Van een voor de kerken voorbehouden kunst, wordt de kerststal een volkskunst.   Ze dringt door tot de huiselijke intimiteit en bereikt de eenvoudige klassen van de maatschappij. De benaming volkskribbe blijft ze dragen, ook als het gaat om de voorstelling van een landelijke miniatuurwereld of een realisatie met regionale typetjes. Uit het leven gegrepen personages, geschetst in hun dagelijkse bezigheden, ambachtslieden en dragers van geschenken in lokale klederdracht, stellen in een microkosmos het ganse traditionele leven voor naast de klassieke figuren: de heilige familie, de ezel, de os, de engel, de herders en de koningen, soms met hun gevolg. Het volk dat de geboorte van de Messias komt aanschouwen, ziet zich weerspiegeld in de kerststal die in een vertrouwde omgeving wordt geplaatst. De overvloed aan acteurs zet de toeschouwer eerder aan tot esthetisch genot of tot een zoeken naar het pittoreske, dan tot het beschouwen van het Mysterie van de Incarnatie.

Uit deze regionale tradities zijn soms ontroerende of naïeve taferelen ontstaan. Bepaalde voor het vervaardigen gebruikte technieken passen volkomen in het kader van de traditionele ambachten.

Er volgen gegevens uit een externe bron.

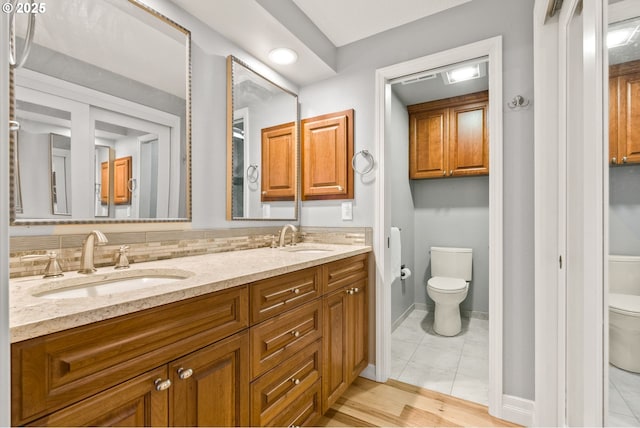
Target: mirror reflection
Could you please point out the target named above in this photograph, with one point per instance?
(102, 101)
(262, 147)
(623, 45)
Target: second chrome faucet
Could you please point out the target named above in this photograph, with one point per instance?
(94, 238)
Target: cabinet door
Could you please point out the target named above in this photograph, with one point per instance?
(613, 121)
(279, 163)
(468, 140)
(629, 118)
(104, 183)
(335, 373)
(428, 142)
(357, 329)
(134, 403)
(121, 178)
(327, 149)
(210, 387)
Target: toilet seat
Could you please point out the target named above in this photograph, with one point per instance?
(625, 304)
(443, 284)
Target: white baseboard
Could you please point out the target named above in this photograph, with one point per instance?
(402, 317)
(369, 372)
(517, 410)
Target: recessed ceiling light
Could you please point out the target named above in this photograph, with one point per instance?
(620, 37)
(283, 56)
(461, 74)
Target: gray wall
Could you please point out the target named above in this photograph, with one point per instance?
(624, 210)
(402, 214)
(453, 212)
(354, 88)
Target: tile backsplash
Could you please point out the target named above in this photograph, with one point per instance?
(148, 246)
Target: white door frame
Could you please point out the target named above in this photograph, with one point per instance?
(5, 371)
(491, 48)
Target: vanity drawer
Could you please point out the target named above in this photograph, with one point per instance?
(277, 339)
(303, 411)
(56, 370)
(275, 295)
(273, 392)
(344, 272)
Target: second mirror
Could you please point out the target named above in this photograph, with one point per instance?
(262, 147)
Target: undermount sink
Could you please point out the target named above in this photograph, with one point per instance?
(111, 283)
(307, 250)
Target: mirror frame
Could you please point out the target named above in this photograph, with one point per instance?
(230, 118)
(13, 148)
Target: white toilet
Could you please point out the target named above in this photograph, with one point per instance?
(448, 286)
(624, 312)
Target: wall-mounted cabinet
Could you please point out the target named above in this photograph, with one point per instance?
(624, 113)
(327, 150)
(279, 163)
(449, 137)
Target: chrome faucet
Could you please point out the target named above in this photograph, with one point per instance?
(86, 263)
(283, 233)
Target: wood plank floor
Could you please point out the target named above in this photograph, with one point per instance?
(394, 403)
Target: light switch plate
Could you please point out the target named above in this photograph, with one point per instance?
(347, 210)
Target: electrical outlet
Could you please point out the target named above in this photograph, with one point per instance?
(347, 210)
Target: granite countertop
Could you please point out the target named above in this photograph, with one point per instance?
(32, 316)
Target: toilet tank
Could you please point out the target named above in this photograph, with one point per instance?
(451, 262)
(624, 274)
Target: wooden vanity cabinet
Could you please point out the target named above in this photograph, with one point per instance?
(279, 163)
(327, 150)
(449, 137)
(205, 361)
(52, 372)
(624, 113)
(345, 326)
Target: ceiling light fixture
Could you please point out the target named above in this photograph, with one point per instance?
(461, 74)
(620, 37)
(283, 56)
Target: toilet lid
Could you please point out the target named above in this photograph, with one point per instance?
(447, 285)
(625, 304)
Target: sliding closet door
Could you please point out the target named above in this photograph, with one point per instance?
(581, 220)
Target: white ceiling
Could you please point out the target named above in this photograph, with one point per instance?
(313, 28)
(347, 21)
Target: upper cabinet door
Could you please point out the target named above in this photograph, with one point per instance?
(468, 139)
(628, 112)
(327, 150)
(278, 162)
(428, 139)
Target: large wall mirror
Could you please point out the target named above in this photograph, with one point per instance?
(103, 102)
(262, 147)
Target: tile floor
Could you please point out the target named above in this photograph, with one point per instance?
(457, 366)
(624, 398)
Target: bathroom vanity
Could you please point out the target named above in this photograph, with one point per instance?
(276, 343)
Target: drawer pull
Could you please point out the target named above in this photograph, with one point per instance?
(161, 385)
(185, 374)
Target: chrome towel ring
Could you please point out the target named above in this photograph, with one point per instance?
(370, 162)
(252, 173)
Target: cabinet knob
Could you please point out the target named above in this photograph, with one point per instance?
(161, 385)
(185, 374)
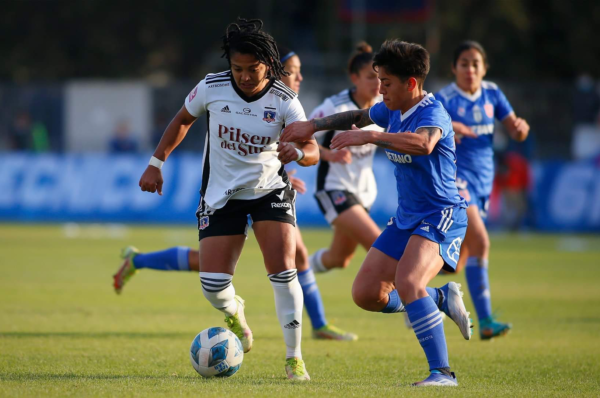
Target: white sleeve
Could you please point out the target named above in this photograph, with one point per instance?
(195, 102)
(325, 109)
(294, 112)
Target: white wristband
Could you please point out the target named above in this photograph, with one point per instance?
(156, 162)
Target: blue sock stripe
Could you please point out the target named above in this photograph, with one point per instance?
(307, 277)
(418, 329)
(414, 324)
(438, 321)
(183, 262)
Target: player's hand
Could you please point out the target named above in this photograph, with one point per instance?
(462, 130)
(343, 156)
(521, 128)
(354, 137)
(297, 183)
(287, 152)
(297, 132)
(151, 180)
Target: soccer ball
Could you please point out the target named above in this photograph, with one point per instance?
(216, 352)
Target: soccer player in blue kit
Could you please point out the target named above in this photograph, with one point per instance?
(431, 220)
(473, 105)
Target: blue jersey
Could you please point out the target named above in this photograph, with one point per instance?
(426, 184)
(476, 156)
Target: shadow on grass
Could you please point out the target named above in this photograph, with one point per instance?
(96, 335)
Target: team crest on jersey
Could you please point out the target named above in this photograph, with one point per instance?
(454, 250)
(193, 94)
(477, 116)
(203, 223)
(269, 116)
(489, 110)
(338, 197)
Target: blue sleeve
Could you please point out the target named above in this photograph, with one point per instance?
(435, 116)
(503, 108)
(380, 114)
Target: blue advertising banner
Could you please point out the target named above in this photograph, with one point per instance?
(104, 188)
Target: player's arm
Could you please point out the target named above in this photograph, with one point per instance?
(343, 156)
(175, 132)
(304, 153)
(518, 129)
(302, 131)
(422, 142)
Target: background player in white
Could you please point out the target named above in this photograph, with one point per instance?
(346, 187)
(474, 105)
(186, 259)
(243, 175)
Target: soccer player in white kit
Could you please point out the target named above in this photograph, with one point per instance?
(243, 175)
(346, 187)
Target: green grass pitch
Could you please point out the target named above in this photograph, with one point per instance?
(64, 332)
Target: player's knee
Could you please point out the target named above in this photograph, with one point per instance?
(342, 261)
(410, 288)
(301, 258)
(366, 297)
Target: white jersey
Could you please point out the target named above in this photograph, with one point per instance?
(240, 153)
(356, 177)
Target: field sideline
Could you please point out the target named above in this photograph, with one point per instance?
(63, 330)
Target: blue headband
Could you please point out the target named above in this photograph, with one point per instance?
(287, 56)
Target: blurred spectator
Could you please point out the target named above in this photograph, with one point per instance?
(513, 179)
(21, 132)
(123, 140)
(586, 104)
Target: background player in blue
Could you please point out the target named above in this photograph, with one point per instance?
(426, 234)
(473, 104)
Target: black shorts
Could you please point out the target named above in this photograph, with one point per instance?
(232, 219)
(334, 203)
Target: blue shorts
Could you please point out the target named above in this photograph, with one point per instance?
(482, 201)
(447, 228)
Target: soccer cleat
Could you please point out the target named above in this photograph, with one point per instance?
(127, 269)
(454, 307)
(238, 325)
(436, 379)
(490, 328)
(296, 370)
(330, 332)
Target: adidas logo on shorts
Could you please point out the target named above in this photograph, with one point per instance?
(293, 325)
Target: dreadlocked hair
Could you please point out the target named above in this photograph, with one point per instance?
(245, 36)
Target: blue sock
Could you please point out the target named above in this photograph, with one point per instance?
(479, 286)
(173, 259)
(427, 324)
(312, 298)
(394, 303)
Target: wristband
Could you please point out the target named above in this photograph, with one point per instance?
(156, 162)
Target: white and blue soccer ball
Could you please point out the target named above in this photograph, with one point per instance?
(216, 352)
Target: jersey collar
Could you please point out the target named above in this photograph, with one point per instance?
(256, 96)
(471, 97)
(428, 97)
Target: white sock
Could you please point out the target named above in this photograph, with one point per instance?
(218, 289)
(288, 304)
(315, 262)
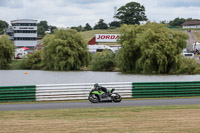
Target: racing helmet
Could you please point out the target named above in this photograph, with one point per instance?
(96, 85)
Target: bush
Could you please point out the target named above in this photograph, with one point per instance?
(188, 66)
(103, 61)
(33, 61)
(65, 50)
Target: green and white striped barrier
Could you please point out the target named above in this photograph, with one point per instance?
(54, 92)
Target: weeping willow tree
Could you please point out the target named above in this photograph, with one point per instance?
(150, 48)
(65, 50)
(7, 49)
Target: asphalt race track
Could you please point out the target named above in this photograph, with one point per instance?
(125, 103)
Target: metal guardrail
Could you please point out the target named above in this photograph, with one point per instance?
(17, 93)
(165, 89)
(78, 91)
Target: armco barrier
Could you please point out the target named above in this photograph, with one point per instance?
(17, 93)
(78, 91)
(54, 92)
(165, 89)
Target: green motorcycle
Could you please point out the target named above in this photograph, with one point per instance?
(96, 96)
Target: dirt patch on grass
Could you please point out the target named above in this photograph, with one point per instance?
(121, 120)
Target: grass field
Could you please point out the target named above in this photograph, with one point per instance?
(151, 119)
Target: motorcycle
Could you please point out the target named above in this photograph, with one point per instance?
(96, 96)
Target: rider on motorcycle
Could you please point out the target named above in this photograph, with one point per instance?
(101, 88)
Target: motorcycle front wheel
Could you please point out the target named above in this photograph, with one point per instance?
(117, 98)
(93, 98)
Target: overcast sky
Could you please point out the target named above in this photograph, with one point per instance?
(67, 13)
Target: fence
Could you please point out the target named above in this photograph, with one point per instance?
(54, 92)
(165, 89)
(17, 93)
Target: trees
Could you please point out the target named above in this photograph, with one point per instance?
(150, 48)
(3, 26)
(101, 25)
(65, 50)
(103, 61)
(131, 13)
(7, 49)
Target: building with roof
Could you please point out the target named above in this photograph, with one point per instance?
(191, 24)
(23, 32)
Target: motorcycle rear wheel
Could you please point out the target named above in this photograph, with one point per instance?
(93, 98)
(117, 98)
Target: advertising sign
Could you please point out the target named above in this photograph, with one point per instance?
(107, 37)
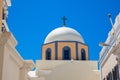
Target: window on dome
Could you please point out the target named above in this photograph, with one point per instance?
(66, 53)
(48, 54)
(83, 54)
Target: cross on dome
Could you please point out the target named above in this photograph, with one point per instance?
(64, 19)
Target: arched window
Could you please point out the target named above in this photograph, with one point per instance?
(48, 54)
(83, 54)
(66, 53)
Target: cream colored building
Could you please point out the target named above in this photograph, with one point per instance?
(109, 55)
(12, 65)
(65, 57)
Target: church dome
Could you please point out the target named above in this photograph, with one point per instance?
(63, 34)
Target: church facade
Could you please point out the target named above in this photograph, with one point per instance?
(65, 56)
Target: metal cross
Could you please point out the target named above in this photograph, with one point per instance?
(64, 19)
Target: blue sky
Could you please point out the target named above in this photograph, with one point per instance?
(31, 20)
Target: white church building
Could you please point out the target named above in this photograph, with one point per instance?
(65, 55)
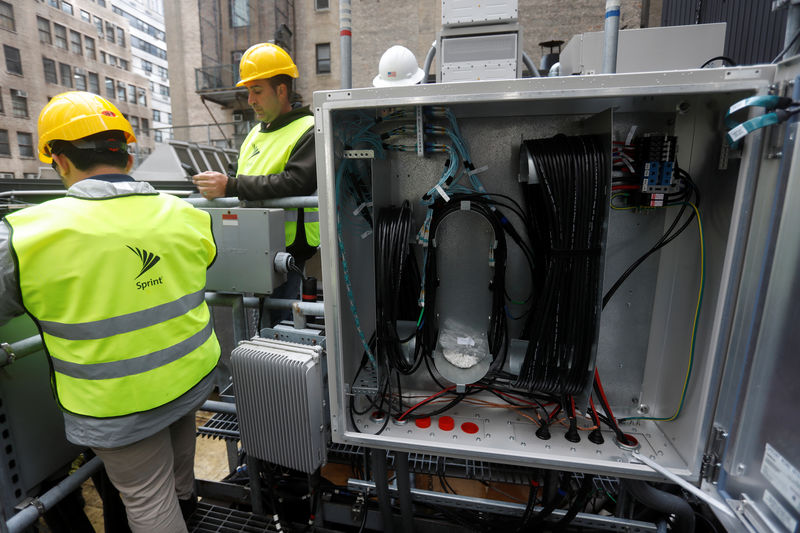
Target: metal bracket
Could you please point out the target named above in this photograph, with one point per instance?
(712, 460)
(35, 502)
(10, 356)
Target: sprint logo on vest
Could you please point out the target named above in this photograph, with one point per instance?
(149, 260)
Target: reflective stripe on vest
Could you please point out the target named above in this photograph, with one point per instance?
(264, 153)
(116, 285)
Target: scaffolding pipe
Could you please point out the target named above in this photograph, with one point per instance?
(345, 38)
(531, 67)
(289, 201)
(30, 514)
(611, 37)
(428, 60)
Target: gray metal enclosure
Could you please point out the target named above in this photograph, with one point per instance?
(645, 335)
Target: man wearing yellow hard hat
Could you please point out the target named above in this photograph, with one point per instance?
(114, 276)
(277, 158)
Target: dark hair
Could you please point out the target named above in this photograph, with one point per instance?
(86, 158)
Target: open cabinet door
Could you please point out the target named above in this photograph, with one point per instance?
(753, 458)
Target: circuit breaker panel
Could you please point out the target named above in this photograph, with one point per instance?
(533, 271)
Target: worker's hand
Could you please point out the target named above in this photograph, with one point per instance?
(210, 184)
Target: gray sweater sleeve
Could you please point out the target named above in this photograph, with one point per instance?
(299, 176)
(10, 298)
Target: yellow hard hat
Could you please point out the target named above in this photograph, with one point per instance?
(265, 60)
(77, 114)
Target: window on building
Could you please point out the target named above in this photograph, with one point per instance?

Andere zijn overgeërfde theatrale vormen van het middeleeuwse mysteriespel.  Zoals vaak het geval in de volkskunst, verschillen deze werken van kwaliteit, maar vele verdienen onze aandacht.  De gebruiken zijn gevarieerd en heel wat figuurtjes behoren tot een gemeenschappelijk fonds.  Men vindt ze terug van de ene regionale kerststal tot de andere over heel de mediterraanse kust.  Het is helaas onmogelijk om in het beperkte kader van dit artikel al deze facetten volledig en uitgebreid toe te lichten.

Nota’s

(1) EHSER Stephanus, Concilium Tridentinum-, t. nonus, actorum pars sexta complectens acta post sessionem sextam usque ad finem concilii (17-IX-1562-

4-XII-1563), Friburgi Brisgoviae MCMXXIV, blz.1077 tot 1079-25ste sessie, 1ste dag.

(2)BOGNER Gerhard, Das große Krippen-Lexikon, Geschichte. Symbolik. Glaube, Süddeutscher Verlag, München, 1981, blz. 155.